Intellectual nomadism and its virtues
Scientific discovery can thrive on lack of familiarity. Often, an outsider to a field will rejuvenate it and render it fertile. 1 Cross-disciplinary research is fecund. But how to encourage it? How does one go across scientific boundaries? Where obtain the “road maps” and the guides for venturing into unknown territories?
An obvious answer is multidisciplinary teams, small enough that conversation will ensue and that a “trading zone” 2 will start to exist. One ought to encourage also (bureaucracies running science as a district administration by their very existence discourage it) a spirit of intellectual nomadism.
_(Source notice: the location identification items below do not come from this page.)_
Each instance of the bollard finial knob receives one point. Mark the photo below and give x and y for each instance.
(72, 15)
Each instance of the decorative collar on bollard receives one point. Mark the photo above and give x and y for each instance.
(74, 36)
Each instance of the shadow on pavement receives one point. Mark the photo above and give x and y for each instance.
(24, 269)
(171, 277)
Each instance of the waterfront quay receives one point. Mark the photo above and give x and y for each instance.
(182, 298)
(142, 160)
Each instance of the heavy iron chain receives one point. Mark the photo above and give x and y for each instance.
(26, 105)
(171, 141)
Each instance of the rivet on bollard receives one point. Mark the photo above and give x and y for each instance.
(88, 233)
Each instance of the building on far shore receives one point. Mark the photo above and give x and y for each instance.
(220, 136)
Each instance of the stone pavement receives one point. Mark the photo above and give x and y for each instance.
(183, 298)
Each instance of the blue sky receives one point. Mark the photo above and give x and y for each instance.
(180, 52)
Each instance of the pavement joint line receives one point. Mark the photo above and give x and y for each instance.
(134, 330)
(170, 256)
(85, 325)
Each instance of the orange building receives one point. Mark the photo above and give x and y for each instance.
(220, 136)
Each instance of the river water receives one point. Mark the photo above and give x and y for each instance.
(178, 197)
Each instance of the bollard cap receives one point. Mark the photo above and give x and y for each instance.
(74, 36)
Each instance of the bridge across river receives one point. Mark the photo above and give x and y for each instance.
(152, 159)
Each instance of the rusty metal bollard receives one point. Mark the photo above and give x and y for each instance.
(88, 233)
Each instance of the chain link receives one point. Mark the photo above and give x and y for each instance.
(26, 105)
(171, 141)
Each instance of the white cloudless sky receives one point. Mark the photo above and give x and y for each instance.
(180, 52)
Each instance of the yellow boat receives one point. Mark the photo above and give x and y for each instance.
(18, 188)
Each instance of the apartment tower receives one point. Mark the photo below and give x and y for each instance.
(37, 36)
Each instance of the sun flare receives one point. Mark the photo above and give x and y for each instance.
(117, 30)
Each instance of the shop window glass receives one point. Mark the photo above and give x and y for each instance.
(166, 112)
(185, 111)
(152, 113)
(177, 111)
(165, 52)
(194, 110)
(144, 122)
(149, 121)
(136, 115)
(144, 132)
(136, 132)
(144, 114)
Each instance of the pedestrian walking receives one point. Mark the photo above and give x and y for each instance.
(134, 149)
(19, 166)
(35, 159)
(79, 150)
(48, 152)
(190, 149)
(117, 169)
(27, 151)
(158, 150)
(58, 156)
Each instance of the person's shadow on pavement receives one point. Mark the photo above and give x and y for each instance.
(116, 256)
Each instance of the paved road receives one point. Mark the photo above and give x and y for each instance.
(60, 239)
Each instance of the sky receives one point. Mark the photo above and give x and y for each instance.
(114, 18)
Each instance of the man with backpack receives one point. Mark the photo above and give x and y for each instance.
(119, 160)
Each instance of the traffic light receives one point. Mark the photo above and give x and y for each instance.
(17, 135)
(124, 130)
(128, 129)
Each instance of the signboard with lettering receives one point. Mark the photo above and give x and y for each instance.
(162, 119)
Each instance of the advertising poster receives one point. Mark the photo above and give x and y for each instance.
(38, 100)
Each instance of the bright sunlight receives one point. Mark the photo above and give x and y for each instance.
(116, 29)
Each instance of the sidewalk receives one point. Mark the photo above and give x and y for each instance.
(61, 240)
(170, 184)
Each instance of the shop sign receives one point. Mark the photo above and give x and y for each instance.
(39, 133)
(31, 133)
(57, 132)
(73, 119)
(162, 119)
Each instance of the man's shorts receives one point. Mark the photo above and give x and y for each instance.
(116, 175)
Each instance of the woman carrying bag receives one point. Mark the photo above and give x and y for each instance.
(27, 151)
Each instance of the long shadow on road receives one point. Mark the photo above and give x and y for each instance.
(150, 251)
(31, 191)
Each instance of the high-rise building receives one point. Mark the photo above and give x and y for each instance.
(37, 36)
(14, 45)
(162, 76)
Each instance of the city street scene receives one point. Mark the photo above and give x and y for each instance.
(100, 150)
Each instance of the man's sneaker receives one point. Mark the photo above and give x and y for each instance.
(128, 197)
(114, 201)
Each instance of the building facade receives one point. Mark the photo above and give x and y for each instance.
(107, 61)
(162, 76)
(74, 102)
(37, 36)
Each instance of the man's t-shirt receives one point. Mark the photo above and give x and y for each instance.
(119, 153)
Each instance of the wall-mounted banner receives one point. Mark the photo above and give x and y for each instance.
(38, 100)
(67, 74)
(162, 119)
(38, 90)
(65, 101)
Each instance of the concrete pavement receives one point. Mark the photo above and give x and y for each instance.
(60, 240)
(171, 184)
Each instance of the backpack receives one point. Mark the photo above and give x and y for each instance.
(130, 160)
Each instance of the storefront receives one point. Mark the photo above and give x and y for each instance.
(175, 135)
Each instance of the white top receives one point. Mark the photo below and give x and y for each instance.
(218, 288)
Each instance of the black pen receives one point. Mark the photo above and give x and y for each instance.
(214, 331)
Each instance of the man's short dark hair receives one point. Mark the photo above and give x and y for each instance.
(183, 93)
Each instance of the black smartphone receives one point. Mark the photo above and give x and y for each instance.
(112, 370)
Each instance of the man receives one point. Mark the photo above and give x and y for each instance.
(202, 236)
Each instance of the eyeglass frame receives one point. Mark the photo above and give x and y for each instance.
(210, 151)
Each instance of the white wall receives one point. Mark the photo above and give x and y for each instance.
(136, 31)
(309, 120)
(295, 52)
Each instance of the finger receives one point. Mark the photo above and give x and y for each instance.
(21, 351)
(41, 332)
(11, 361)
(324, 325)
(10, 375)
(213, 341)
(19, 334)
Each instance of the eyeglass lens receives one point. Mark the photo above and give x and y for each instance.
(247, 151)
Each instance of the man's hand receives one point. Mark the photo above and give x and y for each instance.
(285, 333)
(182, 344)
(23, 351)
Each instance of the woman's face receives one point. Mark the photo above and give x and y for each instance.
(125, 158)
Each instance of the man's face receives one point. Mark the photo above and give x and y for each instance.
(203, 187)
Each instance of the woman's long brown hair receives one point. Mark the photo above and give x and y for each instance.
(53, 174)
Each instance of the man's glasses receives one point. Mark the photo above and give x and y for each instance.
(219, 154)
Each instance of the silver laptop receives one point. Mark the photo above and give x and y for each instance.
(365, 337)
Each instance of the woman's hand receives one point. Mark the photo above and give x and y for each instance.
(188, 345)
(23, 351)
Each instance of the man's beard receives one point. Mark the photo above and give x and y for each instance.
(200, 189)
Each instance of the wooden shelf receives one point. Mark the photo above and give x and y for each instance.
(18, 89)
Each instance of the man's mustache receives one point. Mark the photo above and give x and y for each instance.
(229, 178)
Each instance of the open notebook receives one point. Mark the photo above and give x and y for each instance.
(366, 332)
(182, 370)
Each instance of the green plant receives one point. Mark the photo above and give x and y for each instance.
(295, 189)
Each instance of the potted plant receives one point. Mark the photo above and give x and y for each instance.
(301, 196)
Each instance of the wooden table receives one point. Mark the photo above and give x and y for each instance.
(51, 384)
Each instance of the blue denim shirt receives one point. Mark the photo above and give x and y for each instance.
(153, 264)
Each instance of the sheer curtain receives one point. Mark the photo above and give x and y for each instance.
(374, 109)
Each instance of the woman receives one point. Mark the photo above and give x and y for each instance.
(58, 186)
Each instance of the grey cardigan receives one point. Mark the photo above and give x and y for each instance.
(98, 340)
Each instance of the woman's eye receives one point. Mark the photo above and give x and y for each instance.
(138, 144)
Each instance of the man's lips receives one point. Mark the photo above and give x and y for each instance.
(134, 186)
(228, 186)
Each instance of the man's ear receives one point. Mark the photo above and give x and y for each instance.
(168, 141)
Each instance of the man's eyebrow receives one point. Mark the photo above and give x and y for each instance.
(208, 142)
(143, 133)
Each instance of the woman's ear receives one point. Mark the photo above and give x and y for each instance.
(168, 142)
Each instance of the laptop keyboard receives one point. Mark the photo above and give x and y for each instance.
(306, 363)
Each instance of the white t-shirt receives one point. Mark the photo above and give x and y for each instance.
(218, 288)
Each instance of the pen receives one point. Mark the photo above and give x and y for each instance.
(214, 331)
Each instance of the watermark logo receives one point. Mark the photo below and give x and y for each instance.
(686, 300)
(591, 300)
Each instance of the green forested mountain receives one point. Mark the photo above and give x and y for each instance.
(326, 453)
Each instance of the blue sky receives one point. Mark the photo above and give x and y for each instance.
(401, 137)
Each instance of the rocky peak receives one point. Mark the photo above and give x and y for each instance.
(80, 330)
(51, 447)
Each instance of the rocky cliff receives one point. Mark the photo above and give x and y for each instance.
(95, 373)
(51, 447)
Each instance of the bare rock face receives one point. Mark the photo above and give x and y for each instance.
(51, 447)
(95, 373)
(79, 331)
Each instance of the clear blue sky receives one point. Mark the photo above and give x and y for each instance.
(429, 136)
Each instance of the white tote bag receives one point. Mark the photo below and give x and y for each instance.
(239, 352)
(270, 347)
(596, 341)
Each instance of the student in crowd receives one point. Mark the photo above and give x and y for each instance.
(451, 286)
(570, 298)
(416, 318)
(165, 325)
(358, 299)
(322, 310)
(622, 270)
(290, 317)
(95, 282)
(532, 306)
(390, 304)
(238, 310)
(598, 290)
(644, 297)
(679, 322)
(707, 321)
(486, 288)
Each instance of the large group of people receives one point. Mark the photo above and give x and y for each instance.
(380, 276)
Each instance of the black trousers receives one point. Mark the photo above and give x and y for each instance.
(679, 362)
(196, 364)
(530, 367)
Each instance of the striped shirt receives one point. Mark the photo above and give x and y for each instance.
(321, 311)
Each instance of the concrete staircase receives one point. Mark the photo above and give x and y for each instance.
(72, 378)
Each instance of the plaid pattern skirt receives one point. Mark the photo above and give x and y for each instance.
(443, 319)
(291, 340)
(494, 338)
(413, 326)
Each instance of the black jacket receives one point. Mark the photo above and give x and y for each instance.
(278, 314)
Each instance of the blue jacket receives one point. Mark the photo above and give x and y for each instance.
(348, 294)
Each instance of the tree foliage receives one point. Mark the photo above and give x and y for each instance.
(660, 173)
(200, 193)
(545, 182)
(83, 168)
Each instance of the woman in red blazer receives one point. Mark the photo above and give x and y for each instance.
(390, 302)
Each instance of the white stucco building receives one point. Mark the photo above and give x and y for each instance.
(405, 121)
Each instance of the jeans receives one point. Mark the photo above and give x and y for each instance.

Nomadic tribes, nomadic people, nomadic nations have enriched history. Remember some of their epics: the Jewish diaspora; the Westward move from the Gobi Desert to Central Europe and to Scandinavia of Magyars and Finns; the Turkish migration from the shores of the Pacific to present-day Turkey; the tribulations of the Mongols from Central Asia to set-up empires in India and China; the Indo-European migration into Western Europe, the Gypsies embodying its lingering trace; closer to us, in the nineteenth century, the Western expansion of the United States. Such moves of populations are emblematic of a free-roving spirit of enquiry across disciplinary boundaries. A living example is Paul C. Lauterbur, a pioneer in many areas within nuclear magnetic resonance (nmr). Two of those areas he explored and put on the map almost single-handedly are carbon-13 nmr and magnetic resonance imaging (mri). His motto, borrowed from the US military during the Vietnam War, is “search and destroy,” with the meaning of forays into unknown territory for “quick and dirty” (another American phrase) sizing-up the riches.